Article 9 bis (nouveau)

I. – Le troisième alinéa du a du 2° du I de l’article 49 de la loi n° 2017-1775 du 28 décembre 2017 de finances rectificative pour 2017 est complété par les mots : « , lorsque le statut de “zone fibrée” a été attribué à ces réseaux en application de l’article L. 33-11 du même code ».

II. – La perte de recettes résultant pour les conseils régionaux du présent article est compensée, à due concurrence, par la création d’une taxe additionnelle aux droits prévus à l’article 265 du code des douanes.

III. – La perte de recettes résultant pour les autres collectivités territoriales du présent article est compensée, à due concurrence, par une majoration de la dotation globale de fonctionnement.

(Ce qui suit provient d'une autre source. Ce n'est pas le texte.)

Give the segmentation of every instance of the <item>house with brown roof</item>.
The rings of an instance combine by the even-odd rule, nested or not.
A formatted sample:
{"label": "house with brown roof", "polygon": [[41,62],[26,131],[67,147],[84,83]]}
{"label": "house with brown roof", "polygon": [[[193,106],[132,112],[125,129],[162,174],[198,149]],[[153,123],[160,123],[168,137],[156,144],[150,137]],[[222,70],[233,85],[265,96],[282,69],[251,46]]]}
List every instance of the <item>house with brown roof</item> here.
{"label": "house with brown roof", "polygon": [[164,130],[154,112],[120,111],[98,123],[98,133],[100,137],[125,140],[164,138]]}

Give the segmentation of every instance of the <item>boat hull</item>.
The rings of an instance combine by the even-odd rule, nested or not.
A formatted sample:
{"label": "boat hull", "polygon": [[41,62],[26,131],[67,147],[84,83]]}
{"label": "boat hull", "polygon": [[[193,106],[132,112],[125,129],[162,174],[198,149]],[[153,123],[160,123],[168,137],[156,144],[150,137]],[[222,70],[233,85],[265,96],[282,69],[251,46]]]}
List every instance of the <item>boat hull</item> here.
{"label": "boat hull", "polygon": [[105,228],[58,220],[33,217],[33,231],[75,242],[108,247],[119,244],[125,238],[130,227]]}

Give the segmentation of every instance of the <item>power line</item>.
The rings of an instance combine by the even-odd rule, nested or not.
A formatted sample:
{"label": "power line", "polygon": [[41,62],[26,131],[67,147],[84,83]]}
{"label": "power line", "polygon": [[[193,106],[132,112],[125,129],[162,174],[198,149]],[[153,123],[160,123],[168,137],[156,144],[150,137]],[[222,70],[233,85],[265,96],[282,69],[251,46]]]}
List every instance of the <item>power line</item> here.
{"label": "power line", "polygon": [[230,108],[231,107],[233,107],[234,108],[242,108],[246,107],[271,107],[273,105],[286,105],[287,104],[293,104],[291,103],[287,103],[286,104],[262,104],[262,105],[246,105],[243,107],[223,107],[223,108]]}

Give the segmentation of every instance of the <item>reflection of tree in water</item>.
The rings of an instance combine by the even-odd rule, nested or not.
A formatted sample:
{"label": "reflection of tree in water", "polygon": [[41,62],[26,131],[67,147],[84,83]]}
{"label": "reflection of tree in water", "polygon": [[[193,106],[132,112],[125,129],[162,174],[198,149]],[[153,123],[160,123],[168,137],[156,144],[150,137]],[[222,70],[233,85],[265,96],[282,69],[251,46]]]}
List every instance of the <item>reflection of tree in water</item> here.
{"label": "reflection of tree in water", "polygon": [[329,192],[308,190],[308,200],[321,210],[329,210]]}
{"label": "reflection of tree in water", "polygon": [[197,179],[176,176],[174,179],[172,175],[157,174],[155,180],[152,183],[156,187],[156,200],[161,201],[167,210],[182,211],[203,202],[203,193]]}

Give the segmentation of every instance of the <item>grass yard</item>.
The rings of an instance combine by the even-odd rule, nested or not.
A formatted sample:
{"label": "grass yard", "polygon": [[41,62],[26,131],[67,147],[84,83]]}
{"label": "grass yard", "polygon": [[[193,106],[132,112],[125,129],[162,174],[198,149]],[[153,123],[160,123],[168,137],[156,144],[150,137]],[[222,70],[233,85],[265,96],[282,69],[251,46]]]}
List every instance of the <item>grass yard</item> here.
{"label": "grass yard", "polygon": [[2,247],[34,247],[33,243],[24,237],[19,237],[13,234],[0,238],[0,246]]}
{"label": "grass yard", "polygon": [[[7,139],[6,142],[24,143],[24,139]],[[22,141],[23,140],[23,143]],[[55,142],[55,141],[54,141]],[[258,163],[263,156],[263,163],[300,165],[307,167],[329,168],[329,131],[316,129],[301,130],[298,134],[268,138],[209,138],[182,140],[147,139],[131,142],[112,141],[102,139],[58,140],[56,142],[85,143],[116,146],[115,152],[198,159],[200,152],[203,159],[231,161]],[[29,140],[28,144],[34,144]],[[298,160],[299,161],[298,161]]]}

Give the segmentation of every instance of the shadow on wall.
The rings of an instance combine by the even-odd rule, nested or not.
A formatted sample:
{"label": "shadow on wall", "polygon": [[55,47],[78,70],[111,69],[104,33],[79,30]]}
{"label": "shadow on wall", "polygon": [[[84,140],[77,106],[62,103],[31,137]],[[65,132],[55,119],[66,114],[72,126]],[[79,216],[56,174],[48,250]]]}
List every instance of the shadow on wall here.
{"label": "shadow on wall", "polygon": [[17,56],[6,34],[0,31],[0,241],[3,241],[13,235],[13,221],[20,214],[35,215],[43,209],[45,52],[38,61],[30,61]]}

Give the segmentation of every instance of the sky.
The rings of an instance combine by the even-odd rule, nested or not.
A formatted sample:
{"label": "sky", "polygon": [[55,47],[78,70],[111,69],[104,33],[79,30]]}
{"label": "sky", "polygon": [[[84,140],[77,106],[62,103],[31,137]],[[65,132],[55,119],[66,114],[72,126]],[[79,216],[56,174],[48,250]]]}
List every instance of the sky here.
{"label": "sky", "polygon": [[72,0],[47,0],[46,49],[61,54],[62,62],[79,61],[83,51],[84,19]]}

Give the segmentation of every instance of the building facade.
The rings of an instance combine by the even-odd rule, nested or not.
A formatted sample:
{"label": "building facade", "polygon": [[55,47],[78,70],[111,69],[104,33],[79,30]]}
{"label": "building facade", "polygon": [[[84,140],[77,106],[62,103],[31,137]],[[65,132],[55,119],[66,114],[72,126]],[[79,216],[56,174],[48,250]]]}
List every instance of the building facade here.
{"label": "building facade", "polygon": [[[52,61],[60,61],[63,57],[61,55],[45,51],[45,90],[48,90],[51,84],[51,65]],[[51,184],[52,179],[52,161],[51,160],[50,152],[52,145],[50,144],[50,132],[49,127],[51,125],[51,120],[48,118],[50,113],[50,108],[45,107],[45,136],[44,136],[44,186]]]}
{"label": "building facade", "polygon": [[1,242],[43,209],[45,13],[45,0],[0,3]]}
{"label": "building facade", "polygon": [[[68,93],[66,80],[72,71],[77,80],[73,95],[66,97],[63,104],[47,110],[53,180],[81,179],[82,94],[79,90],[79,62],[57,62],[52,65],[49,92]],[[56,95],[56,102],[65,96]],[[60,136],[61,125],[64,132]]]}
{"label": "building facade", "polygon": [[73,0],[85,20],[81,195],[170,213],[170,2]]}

IV. – La perte de recettes résultant pour l’État du III est compensée, à due concurrence, par la création d’une taxe additionnelle aux droits prévus aux articles 575 et 575 A du code général des impôts.

M. le président. L’amendement n° 18, présenté par le Gouvernement, est ainsi libellé :

Alinéas 2 à 4

Supprimer ces alinéas.

La parole est à M. le secrétaire d’État.

M. Julien Denormandie, secrétaire dÉtat. Par le présent amendement, le Gouvernement entend lever le gage prévu à l’article 9 bis.

Je défends par la même occasion l’amendement n° 19, également présenté par le Gouvernement, qui tend à lever le gage à l’article 12.

M. le président. Quel est l’avis de la commission ?

Mme Marta de Cidrac, rapporteur. Avis favorable.

M. le président. Je mets aux voix l’amendement n° 18.

(Lamendement est adopté.)

M. le président. Je mets aux voix l’article 9 bis, modifié.

(Larticle 9 bis est adopté.)

Article 9 bis (nouveau)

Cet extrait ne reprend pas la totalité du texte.